Statistical analyses utilized SPSS 28.0 and R 4.3.1. Data are presented as mean ± SD or median (IQR). Between-group comparisons employed t-tests or Mann-Whitney U tests; categorical variables employed chi-square or Fisher’s exact tests. Effect sizes were calculated as Cohen’s d. Correlation analyses utilized Pearson or Spearman coefficients based on data distribution. Given extensive multiple testing (315 tests: 45 anatomical parameters × 7 outcomes), Bonferroni correction controlled family-wise error rate (α = 0.000159; 0.05/315). While controlling Type I error, Bonferroni increases Type II error risk. Post-hoc power analysis demonstrated that n = 320 with α = 0.000159 provided 90% power for r ≥ 0.23 and 80% power for r ≥ 0.20. To address Bonferroni’s conservatism, Holm stepwise correction was applied as sensitivity analysis, maintaining family-wise error control with greater statistical power. For procedural variables (intrarenal pressure, laser, access sheath, complications), separate analyses employed appropriate correction (5 parameters × 7 outcomes = 35 tests, α = 0.00143).

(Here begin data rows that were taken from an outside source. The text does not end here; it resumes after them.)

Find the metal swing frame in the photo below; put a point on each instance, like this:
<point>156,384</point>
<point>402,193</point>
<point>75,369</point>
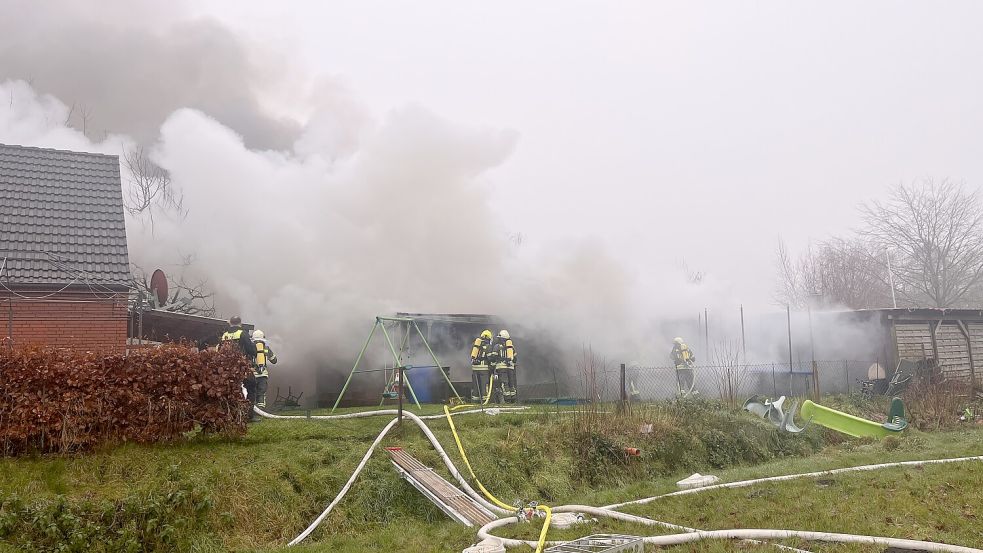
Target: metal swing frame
<point>398,367</point>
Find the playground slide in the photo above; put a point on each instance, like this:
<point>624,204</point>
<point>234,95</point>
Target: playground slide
<point>845,423</point>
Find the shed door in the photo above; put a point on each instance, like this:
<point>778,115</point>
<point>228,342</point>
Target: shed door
<point>914,341</point>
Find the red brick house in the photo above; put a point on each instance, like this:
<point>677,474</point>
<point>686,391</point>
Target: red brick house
<point>64,267</point>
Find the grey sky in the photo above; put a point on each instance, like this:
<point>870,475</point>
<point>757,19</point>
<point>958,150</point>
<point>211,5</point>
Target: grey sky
<point>691,129</point>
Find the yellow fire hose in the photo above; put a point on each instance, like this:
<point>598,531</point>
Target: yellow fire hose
<point>492,498</point>
<point>491,378</point>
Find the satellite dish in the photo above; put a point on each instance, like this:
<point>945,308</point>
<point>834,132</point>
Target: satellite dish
<point>158,287</point>
<point>876,372</point>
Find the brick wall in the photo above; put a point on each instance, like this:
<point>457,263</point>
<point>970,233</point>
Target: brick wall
<point>80,320</point>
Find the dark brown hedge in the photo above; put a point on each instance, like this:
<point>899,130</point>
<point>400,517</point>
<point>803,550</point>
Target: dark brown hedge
<point>54,401</point>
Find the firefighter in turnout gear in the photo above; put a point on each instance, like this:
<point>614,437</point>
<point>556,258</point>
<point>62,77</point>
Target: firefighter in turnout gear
<point>479,366</point>
<point>264,357</point>
<point>505,366</point>
<point>684,360</point>
<point>238,338</point>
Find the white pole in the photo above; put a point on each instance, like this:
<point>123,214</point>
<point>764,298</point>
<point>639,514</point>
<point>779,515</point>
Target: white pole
<point>890,277</point>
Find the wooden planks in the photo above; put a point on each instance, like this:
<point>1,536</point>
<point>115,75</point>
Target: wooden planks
<point>448,497</point>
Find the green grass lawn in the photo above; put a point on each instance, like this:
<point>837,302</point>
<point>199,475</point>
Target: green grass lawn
<point>257,492</point>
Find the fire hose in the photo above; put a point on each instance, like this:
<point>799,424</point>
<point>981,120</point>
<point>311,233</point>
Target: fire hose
<point>608,511</point>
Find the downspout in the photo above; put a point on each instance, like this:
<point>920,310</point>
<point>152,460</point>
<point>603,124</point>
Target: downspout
<point>969,351</point>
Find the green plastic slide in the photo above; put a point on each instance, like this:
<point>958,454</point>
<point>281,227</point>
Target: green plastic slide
<point>855,426</point>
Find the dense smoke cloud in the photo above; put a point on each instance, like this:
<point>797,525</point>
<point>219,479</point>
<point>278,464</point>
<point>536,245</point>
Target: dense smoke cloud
<point>310,226</point>
<point>125,66</point>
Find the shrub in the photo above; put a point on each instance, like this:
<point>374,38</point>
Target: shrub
<point>55,401</point>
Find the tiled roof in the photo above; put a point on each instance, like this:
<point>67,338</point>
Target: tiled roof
<point>61,218</point>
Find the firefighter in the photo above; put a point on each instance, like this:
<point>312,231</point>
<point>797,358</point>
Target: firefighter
<point>239,339</point>
<point>264,357</point>
<point>684,360</point>
<point>479,366</point>
<point>506,366</point>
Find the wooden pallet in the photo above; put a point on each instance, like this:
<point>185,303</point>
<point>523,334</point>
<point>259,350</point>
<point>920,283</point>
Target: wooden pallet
<point>455,503</point>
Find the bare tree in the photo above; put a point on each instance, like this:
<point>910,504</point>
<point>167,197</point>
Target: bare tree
<point>933,231</point>
<point>183,296</point>
<point>150,186</point>
<point>839,272</point>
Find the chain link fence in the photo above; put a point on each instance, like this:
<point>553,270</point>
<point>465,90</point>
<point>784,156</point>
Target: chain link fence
<point>726,382</point>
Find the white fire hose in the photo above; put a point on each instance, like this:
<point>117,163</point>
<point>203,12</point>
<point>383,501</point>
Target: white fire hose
<point>689,534</point>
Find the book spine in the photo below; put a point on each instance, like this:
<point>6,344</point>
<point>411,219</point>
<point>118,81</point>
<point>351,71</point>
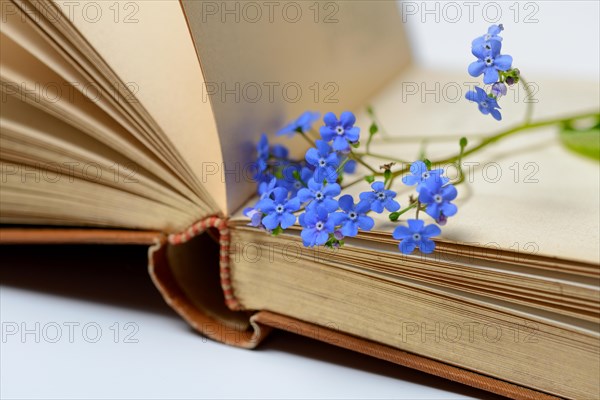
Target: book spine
<point>188,283</point>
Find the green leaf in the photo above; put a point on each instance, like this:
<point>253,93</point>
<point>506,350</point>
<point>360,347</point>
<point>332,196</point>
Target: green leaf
<point>373,129</point>
<point>583,142</point>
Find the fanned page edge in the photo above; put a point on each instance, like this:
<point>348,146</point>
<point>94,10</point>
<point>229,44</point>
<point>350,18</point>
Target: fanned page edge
<point>261,323</point>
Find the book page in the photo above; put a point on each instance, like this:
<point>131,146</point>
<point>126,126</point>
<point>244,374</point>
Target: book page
<point>526,194</point>
<point>148,45</point>
<point>265,63</point>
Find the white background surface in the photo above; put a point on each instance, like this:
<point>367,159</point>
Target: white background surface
<point>168,360</point>
<point>80,287</point>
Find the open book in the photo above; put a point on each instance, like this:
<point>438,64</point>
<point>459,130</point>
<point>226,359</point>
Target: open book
<point>137,123</point>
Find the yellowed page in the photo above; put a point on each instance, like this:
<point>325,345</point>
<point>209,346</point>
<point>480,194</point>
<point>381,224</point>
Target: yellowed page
<point>148,44</point>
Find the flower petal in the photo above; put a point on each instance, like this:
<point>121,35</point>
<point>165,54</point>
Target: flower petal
<point>271,221</point>
<point>293,204</point>
<point>490,75</point>
<point>350,229</point>
<point>312,156</point>
<point>365,223</point>
<point>496,114</point>
<point>330,120</point>
<point>353,134</point>
<point>330,204</point>
<point>476,68</point>
<point>431,230</point>
<point>326,133</point>
<point>449,209</point>
<point>308,236</point>
<point>392,205</point>
<point>332,189</point>
<point>321,238</point>
<point>346,203</point>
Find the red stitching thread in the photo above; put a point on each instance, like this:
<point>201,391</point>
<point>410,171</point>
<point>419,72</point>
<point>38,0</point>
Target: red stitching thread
<point>224,240</point>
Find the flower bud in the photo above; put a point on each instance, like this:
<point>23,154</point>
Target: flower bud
<point>499,89</point>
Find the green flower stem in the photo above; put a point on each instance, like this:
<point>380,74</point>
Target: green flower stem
<point>354,182</point>
<point>341,166</point>
<point>309,140</point>
<point>501,135</point>
<point>381,157</point>
<point>410,207</point>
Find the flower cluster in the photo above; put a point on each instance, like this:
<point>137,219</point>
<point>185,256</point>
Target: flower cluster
<point>311,188</point>
<point>496,69</point>
<point>312,185</point>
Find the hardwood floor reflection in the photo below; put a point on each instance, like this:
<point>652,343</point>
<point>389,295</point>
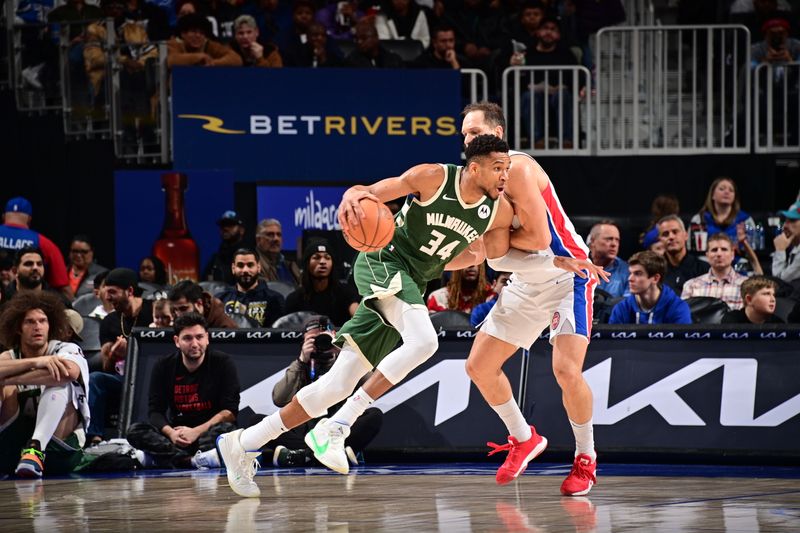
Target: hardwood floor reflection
<point>316,501</point>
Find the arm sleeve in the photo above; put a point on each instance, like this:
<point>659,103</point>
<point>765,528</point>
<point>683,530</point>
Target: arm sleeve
<point>296,377</point>
<point>519,261</point>
<point>680,313</point>
<point>618,314</point>
<point>158,401</point>
<point>56,268</point>
<point>229,397</point>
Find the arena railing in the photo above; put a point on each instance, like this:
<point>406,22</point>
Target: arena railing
<point>672,90</point>
<point>776,103</point>
<point>140,103</point>
<point>476,84</point>
<point>546,109</point>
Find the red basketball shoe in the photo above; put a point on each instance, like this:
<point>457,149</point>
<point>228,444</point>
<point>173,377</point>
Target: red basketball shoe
<point>582,477</point>
<point>519,455</point>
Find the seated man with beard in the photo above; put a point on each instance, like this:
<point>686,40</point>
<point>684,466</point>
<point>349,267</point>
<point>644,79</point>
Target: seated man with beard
<point>250,296</point>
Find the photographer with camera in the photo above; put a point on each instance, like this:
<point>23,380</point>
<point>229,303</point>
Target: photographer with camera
<point>782,53</point>
<point>316,357</point>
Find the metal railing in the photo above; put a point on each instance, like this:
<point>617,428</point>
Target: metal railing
<point>776,105</point>
<point>546,110</point>
<point>673,90</point>
<point>639,13</point>
<point>140,103</point>
<point>475,84</point>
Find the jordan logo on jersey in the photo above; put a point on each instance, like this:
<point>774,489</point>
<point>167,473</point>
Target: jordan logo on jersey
<point>453,223</point>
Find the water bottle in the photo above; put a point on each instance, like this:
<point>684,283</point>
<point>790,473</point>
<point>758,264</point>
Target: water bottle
<point>750,233</point>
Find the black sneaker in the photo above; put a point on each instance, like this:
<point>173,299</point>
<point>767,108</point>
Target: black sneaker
<point>284,457</point>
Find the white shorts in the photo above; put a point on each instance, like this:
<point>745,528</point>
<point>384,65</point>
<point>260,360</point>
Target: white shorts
<point>524,310</point>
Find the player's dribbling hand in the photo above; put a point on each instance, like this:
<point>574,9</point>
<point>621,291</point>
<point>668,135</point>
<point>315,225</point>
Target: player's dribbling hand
<point>577,266</point>
<point>350,212</point>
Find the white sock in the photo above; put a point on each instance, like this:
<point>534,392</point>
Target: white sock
<point>268,429</point>
<point>584,438</point>
<point>512,417</point>
<point>52,405</point>
<point>353,408</point>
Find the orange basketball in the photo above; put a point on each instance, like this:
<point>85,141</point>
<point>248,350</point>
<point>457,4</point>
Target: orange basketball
<point>376,229</point>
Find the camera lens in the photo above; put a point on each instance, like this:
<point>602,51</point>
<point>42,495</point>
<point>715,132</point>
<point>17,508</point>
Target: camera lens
<point>323,342</point>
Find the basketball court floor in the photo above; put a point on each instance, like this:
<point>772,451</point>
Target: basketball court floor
<point>417,498</point>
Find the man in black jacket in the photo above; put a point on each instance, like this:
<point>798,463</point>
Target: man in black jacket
<point>194,397</point>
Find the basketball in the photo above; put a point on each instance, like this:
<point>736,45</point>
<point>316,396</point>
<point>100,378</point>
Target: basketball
<point>376,229</point>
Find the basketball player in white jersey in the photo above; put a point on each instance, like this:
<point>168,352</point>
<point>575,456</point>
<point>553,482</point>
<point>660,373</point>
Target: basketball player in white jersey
<point>540,294</point>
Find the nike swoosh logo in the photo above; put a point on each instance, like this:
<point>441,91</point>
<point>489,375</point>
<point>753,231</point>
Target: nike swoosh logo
<point>319,450</point>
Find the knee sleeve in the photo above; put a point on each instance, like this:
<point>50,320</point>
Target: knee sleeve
<point>420,341</point>
<point>336,385</point>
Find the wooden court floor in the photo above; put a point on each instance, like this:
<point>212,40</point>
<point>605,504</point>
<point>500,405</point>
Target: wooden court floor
<point>398,498</point>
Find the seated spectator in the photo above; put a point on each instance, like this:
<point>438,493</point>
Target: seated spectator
<point>721,281</point>
<point>318,52</point>
<point>99,288</point>
<point>82,269</point>
<point>368,52</point>
<point>777,49</point>
<point>681,265</point>
<point>162,316</point>
<point>480,311</point>
<point>442,52</point>
<point>152,270</point>
<point>189,297</point>
<point>548,91</point>
<point>603,244</point>
<point>251,296</point>
<point>253,51</point>
<point>317,356</point>
<point>465,289</point>
<point>758,294</point>
<point>402,19</point>
<point>43,408</point>
<point>339,19</point>
<point>193,398</point>
<point>722,213</point>
<point>15,233</point>
<point>269,245</point>
<point>130,311</point>
<point>663,205</point>
<point>29,274</point>
<point>233,233</point>
<point>320,290</point>
<point>194,48</point>
<point>786,258</point>
<point>292,38</point>
<point>650,301</point>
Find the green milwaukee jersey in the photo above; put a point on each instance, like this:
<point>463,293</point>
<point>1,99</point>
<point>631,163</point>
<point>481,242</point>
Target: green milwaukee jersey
<point>429,234</point>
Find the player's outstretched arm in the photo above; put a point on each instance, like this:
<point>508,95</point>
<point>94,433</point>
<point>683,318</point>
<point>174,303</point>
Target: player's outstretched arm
<point>423,180</point>
<point>523,191</point>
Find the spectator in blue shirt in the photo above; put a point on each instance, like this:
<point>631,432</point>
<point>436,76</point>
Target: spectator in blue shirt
<point>480,311</point>
<point>603,249</point>
<point>650,301</point>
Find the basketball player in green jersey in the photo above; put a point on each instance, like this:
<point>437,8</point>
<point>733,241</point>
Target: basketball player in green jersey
<point>450,208</point>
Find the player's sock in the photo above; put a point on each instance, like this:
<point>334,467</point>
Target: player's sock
<point>268,429</point>
<point>512,417</point>
<point>584,438</point>
<point>52,405</point>
<point>353,408</point>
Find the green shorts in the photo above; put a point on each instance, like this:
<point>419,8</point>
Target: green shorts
<point>61,457</point>
<point>368,332</point>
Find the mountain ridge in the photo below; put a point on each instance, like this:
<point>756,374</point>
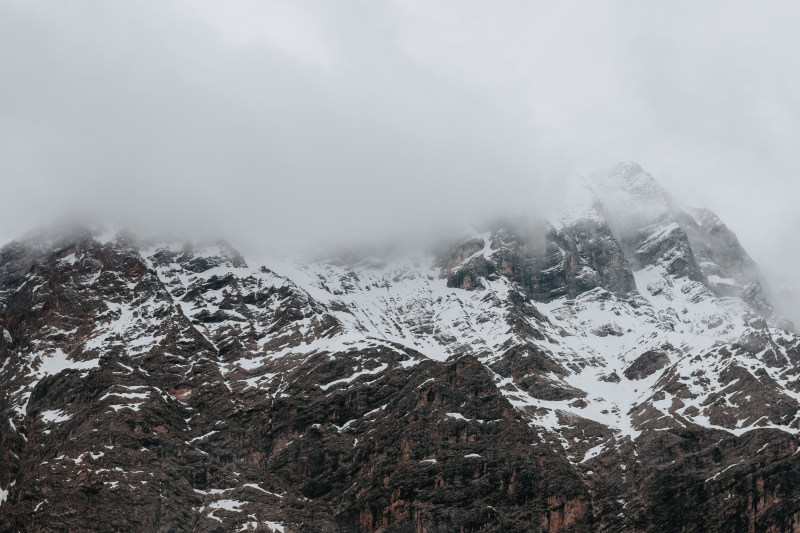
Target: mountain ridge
<point>267,390</point>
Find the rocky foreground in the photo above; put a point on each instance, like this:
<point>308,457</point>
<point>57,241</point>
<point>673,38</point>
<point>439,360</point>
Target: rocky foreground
<point>617,368</point>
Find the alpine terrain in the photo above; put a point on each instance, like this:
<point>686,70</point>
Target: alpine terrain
<point>617,367</point>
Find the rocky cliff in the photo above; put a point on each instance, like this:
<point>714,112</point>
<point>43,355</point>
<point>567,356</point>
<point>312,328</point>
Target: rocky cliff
<point>618,368</point>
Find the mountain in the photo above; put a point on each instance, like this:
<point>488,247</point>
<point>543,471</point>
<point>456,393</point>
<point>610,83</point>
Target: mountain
<point>616,368</point>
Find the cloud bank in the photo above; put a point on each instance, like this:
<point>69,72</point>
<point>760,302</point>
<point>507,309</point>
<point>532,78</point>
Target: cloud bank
<point>312,122</point>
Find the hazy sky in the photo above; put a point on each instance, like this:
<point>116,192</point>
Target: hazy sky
<point>312,121</point>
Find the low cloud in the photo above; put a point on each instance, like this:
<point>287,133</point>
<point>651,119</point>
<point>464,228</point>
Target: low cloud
<point>304,123</point>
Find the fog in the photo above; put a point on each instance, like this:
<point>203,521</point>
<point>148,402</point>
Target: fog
<point>303,123</point>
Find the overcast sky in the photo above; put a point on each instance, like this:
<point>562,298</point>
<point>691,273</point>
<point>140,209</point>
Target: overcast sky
<point>312,121</point>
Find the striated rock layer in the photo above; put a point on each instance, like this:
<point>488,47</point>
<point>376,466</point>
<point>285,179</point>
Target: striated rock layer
<point>618,368</point>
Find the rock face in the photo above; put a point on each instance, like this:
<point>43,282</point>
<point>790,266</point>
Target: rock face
<point>616,369</point>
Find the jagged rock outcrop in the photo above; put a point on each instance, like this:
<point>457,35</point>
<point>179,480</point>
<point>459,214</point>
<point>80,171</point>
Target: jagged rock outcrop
<point>618,368</point>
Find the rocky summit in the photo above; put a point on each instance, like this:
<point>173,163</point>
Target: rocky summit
<point>617,367</point>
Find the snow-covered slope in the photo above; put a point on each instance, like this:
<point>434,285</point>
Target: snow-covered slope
<point>622,321</point>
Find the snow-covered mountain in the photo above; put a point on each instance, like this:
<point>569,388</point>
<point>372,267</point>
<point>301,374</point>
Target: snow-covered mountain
<point>616,368</point>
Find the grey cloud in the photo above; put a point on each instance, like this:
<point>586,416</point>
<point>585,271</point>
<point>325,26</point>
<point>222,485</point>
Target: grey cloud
<point>310,122</point>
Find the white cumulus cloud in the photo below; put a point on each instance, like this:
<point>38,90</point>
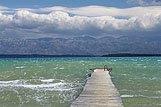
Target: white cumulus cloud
<point>145,2</point>
<point>84,20</point>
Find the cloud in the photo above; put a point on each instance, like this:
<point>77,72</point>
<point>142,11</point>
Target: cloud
<point>85,20</point>
<point>145,2</point>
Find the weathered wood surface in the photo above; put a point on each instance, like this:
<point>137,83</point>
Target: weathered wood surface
<point>99,91</point>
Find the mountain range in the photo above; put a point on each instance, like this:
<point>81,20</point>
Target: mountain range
<point>83,45</point>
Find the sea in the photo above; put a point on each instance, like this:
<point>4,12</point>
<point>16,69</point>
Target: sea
<point>57,81</point>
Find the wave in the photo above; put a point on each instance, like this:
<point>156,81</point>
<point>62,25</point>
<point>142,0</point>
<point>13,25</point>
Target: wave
<point>47,84</point>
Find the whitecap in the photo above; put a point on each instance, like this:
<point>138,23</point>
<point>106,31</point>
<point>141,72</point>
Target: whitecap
<point>127,96</point>
<point>47,80</point>
<point>46,85</point>
<point>20,67</point>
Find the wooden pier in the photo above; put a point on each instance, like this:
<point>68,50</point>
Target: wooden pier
<point>99,91</point>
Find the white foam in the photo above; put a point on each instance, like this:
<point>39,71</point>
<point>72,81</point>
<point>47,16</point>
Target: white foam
<point>127,96</point>
<point>46,85</point>
<point>47,80</point>
<point>21,67</point>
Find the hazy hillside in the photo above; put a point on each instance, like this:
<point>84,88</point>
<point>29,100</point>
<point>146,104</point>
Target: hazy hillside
<point>82,45</point>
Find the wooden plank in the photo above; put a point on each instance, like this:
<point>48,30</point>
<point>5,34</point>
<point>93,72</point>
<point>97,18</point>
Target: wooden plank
<point>99,91</point>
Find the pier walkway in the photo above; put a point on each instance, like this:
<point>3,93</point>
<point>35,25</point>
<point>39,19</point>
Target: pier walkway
<point>99,91</point>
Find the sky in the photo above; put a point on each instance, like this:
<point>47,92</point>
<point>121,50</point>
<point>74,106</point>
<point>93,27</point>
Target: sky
<point>66,3</point>
<point>79,17</point>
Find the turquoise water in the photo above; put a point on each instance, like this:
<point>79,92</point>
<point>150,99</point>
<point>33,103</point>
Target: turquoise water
<point>56,82</point>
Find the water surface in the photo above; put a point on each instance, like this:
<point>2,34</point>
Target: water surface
<point>56,82</point>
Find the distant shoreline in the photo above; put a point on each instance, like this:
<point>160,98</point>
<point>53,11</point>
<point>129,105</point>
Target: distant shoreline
<point>48,56</point>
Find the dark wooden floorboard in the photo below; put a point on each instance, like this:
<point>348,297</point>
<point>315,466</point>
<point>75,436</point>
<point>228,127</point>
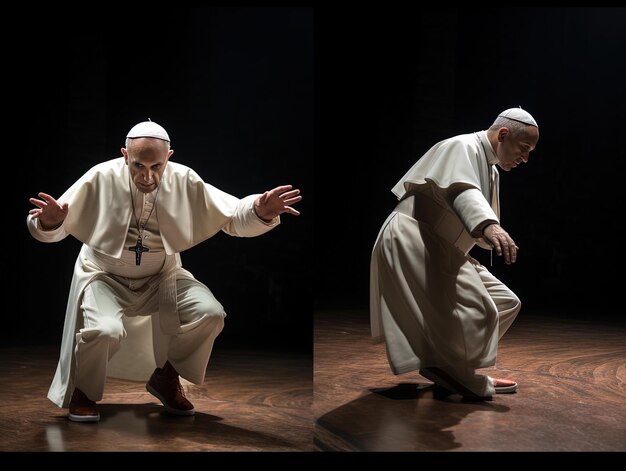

Three hierarchical regression models compared anatomical versus procedural predictive value: Model 1 (Anatomical) included parameters with |r|>0.10; Model 2 (Procedural) included intrarenal pressure, laser energy, access sheath, and complications; Model 3 (Combined) integrated both sets to assess incremental value (ΔR²). Multicollinearity was assessed using variance inflation factors (VIF > 5); model performance was evaluated using R², adjusted R², RMSE, and AIC. Propensity score matching (1:1, caliper = 0.2) addressed stent confounding, matching on stone size, stone location, operative time, mean intrarenal pressure, laser energy, and patient age. Model stability was assessed via 10-fold cross-validation with 1000 bootstrap iterations. Fisher’s z-transformation compared correlation coefficients between genders.